He drew in a sharp breath to stifle the flaring of his temper. She believed he had manipulated her into his bed? God’s teeth! ’Twas
he
who had stopped the physical act. If he had intended what she suggested, he would have stripped away her clothes and allowed his body the freedom it desired.
Infuriated by her unwarranted attack on his honor, he strode across the room, grabbed her elbow, and spun her about. All thoughts of Julian forgotten, he stared hard into her eyes. “Two of us were present, Chloe. As I recall ’twas you who put your lips to mine first, and I who put things to a stop.”
Color flooded into her cheeks. Her eyes flashed like brittle pieces of glass. She jerked on her elbow, but Lucan held fast, denying her escape. She would confess to her own actions. He refused to become her scapegoat, to bear the burden of her choices and allow her to brand him as anything less than honorable. He gave her arm a jerk. “Do you think ’twas easy to say no? If I were so selfish in my pursuits, do you believe you would have slept the night through? That I would not have satisfied my hunger for you at your first offering?”
The crimson in her face intensified, and she averted her gaze. He tightened his grip on her arm, forcing her to look him in the eyes when she proclaimed his words lies. But to his surprise, when she reluctantly met his infuriated scowl, her expression softened with a touch of shame. Through her lowered lashes showed the faintest glimmer of desire.
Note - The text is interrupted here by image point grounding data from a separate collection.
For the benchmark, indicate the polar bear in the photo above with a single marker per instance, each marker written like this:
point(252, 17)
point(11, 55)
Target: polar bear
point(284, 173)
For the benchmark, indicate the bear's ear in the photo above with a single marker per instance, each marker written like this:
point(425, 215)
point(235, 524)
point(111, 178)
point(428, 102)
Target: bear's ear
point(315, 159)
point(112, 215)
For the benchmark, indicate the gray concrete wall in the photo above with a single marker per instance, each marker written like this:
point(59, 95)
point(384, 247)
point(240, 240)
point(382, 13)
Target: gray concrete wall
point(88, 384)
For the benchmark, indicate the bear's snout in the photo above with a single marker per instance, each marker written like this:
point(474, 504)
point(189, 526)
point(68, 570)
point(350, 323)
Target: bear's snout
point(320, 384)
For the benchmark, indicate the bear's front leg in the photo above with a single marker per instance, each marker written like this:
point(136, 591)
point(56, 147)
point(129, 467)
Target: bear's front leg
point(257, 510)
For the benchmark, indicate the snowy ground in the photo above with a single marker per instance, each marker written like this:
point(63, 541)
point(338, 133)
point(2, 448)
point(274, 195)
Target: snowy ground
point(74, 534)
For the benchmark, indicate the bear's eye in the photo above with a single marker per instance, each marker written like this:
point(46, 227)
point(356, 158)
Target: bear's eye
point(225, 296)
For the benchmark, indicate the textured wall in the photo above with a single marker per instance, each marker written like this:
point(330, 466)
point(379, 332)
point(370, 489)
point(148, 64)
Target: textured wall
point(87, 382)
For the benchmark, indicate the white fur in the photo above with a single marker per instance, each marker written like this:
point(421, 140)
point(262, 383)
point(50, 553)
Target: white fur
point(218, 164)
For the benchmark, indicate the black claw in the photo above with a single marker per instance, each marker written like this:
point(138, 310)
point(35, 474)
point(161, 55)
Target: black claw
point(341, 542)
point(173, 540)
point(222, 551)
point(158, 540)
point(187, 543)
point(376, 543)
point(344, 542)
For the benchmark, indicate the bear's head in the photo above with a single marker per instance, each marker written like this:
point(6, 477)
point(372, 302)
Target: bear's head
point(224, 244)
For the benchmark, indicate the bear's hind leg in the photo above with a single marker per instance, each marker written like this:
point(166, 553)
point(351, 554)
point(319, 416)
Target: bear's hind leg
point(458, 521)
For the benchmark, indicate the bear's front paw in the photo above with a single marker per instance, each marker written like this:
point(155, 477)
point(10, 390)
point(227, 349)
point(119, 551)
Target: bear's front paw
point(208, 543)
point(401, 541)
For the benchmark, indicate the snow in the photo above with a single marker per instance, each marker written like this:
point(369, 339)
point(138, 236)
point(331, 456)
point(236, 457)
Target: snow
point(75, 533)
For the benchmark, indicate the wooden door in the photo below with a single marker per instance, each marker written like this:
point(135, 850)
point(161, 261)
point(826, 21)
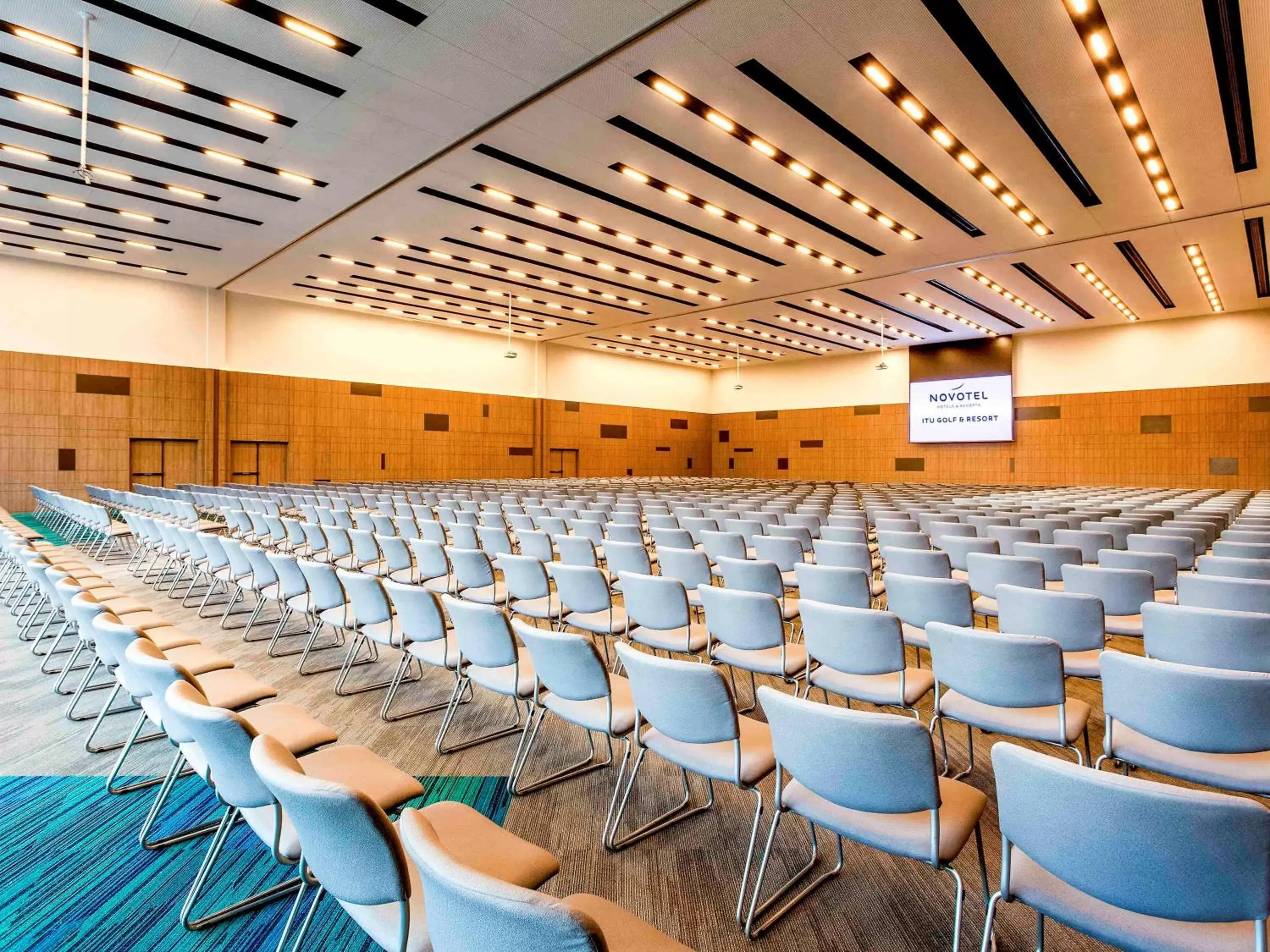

Passion she could not control, but did not want him to witness.
Understanding crashed down upon his shoulders like falling boulders. She did not mean her accusations. ’Twas all an attempt to cover her embarrassment. Embarrassment he had brought her by denying her the joining of their bodies.
He held her gaze, trapped by the sudden awareness of this unique glimpse of femininity. This vulnerability he had never imagined she could be capable of. And down deep inside, something wound into a fierce knot. Her quiet requests the previous night were not simple requests for escape as he had believed. She genuinely shared the same fierce yearning he did. He, however, had misconstrued the words she chose to admit acceptance of what flowed between them.
His retreating anger fed the warmth in his blood, and Lucan’s gaze riveted on her soft mouth. “Tell me again, I sought my own pleasure, Chloe. That I gave you no consideration.”
Drawn by a power greater than himself, he moved into the small space separating them. Her lips parted to answer. His body tensed with the fierce need to feel those silken lips move beneath his.
Julian shoved him aside before he could yield to the urge. “Take your hands off my sister. She asked you to leave.”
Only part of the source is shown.